查看更多>>摘要:Perforation is critical to create a flow pathway between a shale reservoir and the production casing for hydraulic fracturing. However, the damage characteristics of shales by abrasive waterjet (AWJ) remain unclear. To address this concern, AWJ experiment is conducted for three types of shale with different mineral compositions, including siliceous shale, calcareous shale, and carbonaceous shale. X-ray diffractometry measures the content of mineral components. A rock mechanics test system obtains the main physical and mechanical parameters of shale samples.

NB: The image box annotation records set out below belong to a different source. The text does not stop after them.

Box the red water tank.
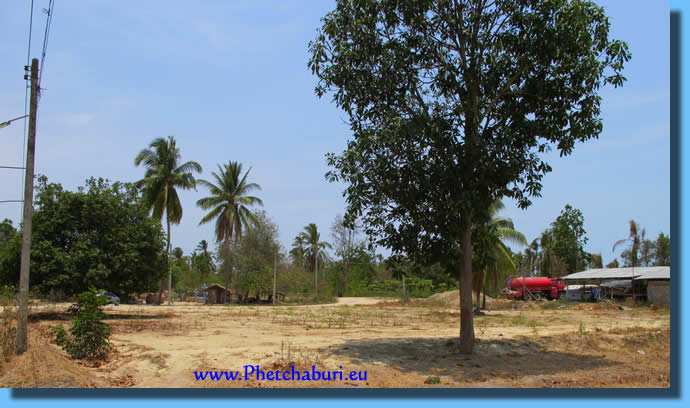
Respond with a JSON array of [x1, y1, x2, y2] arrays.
[[510, 277, 556, 292]]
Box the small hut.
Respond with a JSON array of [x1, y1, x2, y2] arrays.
[[206, 283, 232, 305]]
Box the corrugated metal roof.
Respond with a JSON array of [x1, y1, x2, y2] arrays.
[[635, 266, 671, 280], [563, 266, 671, 280]]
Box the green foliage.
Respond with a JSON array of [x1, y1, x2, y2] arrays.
[[232, 211, 280, 296], [0, 286, 17, 368], [51, 288, 112, 359], [134, 136, 201, 226], [309, 0, 630, 353], [309, 0, 630, 268], [424, 375, 441, 384], [588, 253, 604, 269], [542, 204, 589, 276], [196, 161, 263, 300], [0, 219, 22, 285], [654, 233, 671, 266], [0, 177, 167, 298]]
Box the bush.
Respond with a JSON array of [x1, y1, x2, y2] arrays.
[[0, 286, 17, 366], [50, 289, 112, 360]]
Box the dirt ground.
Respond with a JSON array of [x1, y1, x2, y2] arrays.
[[0, 295, 670, 388]]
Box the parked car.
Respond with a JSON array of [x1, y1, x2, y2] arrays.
[[98, 291, 120, 306]]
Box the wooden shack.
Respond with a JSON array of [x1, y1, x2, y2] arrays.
[[206, 283, 232, 305]]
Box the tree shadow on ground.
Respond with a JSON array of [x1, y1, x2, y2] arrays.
[[29, 311, 173, 322], [324, 336, 620, 386]]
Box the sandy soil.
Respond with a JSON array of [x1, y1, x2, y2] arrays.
[[0, 298, 670, 387]]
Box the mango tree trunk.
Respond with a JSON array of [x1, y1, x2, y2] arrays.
[[459, 213, 474, 354]]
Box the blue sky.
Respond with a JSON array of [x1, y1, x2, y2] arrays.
[[0, 0, 670, 268]]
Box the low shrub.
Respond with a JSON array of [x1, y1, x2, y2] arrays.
[[50, 289, 112, 360], [0, 286, 17, 366]]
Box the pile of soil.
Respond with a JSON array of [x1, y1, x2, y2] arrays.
[[426, 290, 499, 310]]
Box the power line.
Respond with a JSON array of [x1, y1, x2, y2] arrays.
[[38, 0, 55, 95], [19, 0, 34, 219]]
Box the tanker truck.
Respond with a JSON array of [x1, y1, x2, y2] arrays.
[[503, 277, 567, 300]]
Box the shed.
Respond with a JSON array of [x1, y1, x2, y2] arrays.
[[206, 283, 232, 305], [563, 266, 671, 304], [635, 266, 671, 305]]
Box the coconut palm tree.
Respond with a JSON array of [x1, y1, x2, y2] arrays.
[[611, 220, 645, 301], [196, 239, 216, 279], [196, 161, 263, 300], [612, 220, 646, 269], [134, 136, 201, 304], [290, 234, 306, 266], [474, 200, 527, 313], [295, 223, 333, 296]]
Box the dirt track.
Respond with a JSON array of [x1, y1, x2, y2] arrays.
[[0, 298, 670, 387]]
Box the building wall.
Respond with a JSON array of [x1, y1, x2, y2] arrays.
[[647, 280, 671, 305]]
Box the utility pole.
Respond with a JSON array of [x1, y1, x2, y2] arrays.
[[16, 58, 38, 354], [273, 252, 278, 306]]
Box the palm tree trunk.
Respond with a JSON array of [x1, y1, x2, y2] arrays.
[[314, 250, 319, 297], [474, 271, 484, 314], [223, 239, 232, 303], [166, 218, 172, 305]]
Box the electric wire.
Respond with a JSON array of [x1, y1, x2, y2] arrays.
[[19, 0, 34, 220], [38, 0, 55, 92]]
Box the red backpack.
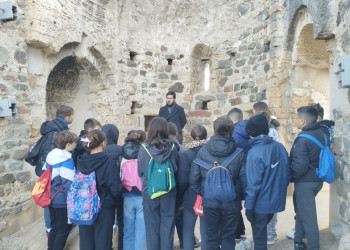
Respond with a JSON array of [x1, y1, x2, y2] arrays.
[[32, 165, 62, 207]]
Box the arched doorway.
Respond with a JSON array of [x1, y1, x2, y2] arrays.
[[46, 56, 101, 134]]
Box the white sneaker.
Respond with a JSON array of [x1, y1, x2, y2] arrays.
[[235, 241, 245, 250], [286, 228, 295, 240], [241, 238, 252, 250]]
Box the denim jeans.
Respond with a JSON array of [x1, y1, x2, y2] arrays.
[[44, 207, 51, 229], [123, 196, 146, 250], [293, 182, 323, 250]]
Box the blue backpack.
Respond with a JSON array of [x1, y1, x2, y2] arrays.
[[193, 148, 243, 204], [298, 134, 335, 184]]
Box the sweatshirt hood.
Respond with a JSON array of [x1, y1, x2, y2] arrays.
[[46, 148, 72, 166], [147, 144, 175, 164], [102, 124, 119, 145], [122, 142, 141, 160], [204, 136, 236, 157], [77, 152, 109, 174]]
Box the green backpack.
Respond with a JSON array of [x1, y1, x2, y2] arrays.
[[142, 143, 175, 199]]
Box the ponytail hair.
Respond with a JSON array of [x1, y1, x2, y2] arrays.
[[83, 129, 106, 150]]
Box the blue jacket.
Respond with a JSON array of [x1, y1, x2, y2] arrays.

Scanning electron microscope (SEM) and acoustic emission (AE) are used to analyze the damage characteristics. The results indicate that siliceous shale with more brittle minerals is beneficial for the AWJ to create a larger perforation effectively, while carbonaceous shale with more clay minerals significantly lowers AWJ performance. For the shale with more brittle minerals, abrasive erosion and matrix spallation govern shale failures. As the clay content increases, the primary rock damage is abrasive cutting leading to the transgranular fracture. AE signals induced by AWJ impact could reflect breaking mechanisms and identify the difference in shale lithology. The energy dissipation gradually reduces during the AWJ process. Also, the dissipation has a negative linear correlation with the content of brittle minerals. This study provides fundamental insight into understanding shale damage by AWJ impact to optimize the perforation scheme.